El tiempo curioso y caprichoso. El mismo tiempo que me verá resoplar en la cuesta y correr sin sentido, y desatar mis dedos sobre el papel. Papel de las cartas de ninguna parte. Cartas a Irlanda.

Ella.

Paradójica realidad de seminario.

Es algo sencillo. Es algo difícil. Es un blanco negro, cerca de gris. Es una mariposa que fuma habanos. Es una águila que bebe champagne y habla francés. Es un lobo solitario. Así es. Es mi vacío. Particular, individual, solo, extraño. Mío.

Es una charla de seminario llena de bocas abiertas y ojos sin nombre. Así es mi vacío.

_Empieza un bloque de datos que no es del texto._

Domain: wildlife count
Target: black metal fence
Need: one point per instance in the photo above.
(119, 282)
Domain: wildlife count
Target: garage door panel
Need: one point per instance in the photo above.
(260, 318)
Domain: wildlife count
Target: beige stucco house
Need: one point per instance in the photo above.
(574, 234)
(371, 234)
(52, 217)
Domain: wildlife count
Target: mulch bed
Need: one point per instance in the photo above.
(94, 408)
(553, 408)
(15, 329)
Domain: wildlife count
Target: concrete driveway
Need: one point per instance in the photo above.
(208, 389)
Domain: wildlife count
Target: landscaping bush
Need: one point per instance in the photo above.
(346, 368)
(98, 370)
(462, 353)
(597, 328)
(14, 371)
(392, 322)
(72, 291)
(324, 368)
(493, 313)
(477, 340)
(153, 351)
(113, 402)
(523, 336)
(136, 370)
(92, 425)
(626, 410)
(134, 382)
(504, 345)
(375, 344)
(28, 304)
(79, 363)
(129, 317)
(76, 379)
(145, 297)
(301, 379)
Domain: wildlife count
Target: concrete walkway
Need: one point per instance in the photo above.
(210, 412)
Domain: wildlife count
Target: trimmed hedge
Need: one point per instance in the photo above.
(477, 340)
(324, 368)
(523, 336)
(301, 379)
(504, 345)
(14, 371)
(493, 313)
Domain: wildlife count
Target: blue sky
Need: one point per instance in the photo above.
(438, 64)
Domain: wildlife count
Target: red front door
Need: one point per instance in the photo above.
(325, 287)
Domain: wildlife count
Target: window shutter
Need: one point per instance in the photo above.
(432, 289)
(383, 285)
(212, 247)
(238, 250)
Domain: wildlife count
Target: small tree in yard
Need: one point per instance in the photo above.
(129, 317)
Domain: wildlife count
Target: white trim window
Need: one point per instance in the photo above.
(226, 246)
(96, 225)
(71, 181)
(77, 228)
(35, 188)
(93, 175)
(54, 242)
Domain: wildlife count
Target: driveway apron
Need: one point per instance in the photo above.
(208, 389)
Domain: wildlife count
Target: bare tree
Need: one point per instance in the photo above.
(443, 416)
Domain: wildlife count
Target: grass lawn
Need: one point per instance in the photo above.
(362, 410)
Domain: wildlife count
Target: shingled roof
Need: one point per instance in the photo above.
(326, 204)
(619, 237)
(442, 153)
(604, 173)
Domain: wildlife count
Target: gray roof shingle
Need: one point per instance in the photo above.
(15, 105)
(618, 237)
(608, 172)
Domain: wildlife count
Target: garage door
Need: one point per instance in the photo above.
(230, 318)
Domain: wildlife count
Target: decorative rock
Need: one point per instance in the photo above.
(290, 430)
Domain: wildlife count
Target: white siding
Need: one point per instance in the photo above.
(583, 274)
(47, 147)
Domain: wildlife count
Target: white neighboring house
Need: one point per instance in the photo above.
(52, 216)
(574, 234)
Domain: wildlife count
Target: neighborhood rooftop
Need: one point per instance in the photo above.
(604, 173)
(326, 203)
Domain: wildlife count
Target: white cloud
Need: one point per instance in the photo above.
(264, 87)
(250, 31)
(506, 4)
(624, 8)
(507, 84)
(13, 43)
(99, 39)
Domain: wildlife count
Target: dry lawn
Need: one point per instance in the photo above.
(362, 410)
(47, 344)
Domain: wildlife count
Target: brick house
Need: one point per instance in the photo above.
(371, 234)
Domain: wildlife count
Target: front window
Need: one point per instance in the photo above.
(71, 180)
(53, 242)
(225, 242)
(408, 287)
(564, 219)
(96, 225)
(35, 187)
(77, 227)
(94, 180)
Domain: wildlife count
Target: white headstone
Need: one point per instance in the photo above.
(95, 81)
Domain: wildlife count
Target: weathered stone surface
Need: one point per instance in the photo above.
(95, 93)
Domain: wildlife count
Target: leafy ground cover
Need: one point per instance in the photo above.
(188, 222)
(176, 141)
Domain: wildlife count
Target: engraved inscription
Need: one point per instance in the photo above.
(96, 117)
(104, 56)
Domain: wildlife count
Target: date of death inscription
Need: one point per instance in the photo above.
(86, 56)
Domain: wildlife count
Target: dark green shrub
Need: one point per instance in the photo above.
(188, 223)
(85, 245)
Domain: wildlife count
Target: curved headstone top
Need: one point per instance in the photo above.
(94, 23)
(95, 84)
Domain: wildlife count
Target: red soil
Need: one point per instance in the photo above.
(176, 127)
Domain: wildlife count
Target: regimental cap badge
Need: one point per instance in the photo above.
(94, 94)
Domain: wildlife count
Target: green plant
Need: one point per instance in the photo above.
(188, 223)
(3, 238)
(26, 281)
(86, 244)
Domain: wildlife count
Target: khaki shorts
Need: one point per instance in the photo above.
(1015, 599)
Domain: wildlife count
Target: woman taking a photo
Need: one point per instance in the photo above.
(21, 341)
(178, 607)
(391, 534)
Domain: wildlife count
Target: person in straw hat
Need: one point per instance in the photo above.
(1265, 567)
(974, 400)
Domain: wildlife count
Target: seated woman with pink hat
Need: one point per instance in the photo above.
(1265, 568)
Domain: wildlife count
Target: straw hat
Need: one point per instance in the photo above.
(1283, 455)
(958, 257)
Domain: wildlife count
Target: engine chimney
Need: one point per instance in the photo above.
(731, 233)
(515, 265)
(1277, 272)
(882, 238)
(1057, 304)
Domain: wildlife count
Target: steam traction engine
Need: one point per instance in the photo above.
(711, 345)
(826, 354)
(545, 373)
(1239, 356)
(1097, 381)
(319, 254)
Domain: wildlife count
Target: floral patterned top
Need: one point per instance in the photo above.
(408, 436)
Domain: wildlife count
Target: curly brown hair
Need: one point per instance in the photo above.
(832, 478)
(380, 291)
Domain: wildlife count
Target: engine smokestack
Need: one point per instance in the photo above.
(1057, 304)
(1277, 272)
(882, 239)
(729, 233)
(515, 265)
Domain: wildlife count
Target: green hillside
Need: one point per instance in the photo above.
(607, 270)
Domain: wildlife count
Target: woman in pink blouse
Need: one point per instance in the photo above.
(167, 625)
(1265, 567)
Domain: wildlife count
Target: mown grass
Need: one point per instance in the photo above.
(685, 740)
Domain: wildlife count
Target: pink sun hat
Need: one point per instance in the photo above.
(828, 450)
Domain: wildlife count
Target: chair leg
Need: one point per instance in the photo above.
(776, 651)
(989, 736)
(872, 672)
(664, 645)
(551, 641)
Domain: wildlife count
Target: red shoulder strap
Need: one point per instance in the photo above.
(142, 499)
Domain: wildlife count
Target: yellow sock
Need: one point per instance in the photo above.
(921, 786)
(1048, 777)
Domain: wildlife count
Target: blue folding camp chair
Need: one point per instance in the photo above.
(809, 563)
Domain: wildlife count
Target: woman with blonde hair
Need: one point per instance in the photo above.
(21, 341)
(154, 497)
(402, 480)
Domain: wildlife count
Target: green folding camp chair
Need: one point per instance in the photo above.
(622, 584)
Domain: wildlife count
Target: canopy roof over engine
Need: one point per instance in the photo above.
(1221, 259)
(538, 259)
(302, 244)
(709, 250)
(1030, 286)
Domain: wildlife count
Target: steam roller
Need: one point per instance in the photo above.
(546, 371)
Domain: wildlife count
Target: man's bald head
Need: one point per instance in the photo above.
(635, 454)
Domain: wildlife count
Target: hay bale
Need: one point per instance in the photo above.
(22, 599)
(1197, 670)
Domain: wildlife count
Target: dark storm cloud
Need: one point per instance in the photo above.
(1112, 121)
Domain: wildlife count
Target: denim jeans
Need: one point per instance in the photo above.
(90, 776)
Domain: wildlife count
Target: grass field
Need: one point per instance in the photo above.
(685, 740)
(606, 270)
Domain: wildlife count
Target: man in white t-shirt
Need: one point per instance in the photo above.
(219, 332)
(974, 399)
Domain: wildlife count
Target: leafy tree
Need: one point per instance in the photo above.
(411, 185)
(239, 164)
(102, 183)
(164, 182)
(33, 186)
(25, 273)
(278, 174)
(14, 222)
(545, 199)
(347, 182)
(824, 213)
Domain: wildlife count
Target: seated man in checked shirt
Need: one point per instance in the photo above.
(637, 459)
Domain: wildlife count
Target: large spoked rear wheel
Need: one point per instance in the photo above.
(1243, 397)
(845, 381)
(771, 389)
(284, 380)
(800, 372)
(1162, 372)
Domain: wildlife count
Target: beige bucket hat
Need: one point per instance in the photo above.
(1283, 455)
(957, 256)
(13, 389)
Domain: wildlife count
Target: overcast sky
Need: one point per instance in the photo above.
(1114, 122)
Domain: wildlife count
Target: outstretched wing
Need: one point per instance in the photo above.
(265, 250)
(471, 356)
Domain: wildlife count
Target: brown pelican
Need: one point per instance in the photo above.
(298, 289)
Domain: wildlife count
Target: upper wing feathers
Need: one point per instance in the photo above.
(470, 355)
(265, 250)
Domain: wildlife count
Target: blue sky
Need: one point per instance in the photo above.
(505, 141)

Es una guerra enlatada, una lucha constante entre mi alma y mi cerebro, entre mi cigarro y mi respiración, entre mis gritos y mi calma, entre mi musa y mi práctico. Eso es. Esto es mi vacío.

Es una hoja en blanco, un lienzo de Dalí con trazos de Velázquez. Es Bukowski y Poe, y Leroux y Bécquer. Pero es también poder, fama y dinero.

Es la lucha entre el enterrador y el enterrado. Uno sabe que no cruzará la línea de los treinta y el otro lucha por llegar a los cien. Como si de tiempo dependiera.

Es mi vacío, es mi propio yo, que se ata las alas a la vez que lucha por liberarlas.

Soy mi vacío. Soy yo. Soy yo mirando a través de la ventana, soy yo cigarrillo en mano. Soy vacío. Miedo. Soy noches sin dormir y deseos.

Vacío.

Ella.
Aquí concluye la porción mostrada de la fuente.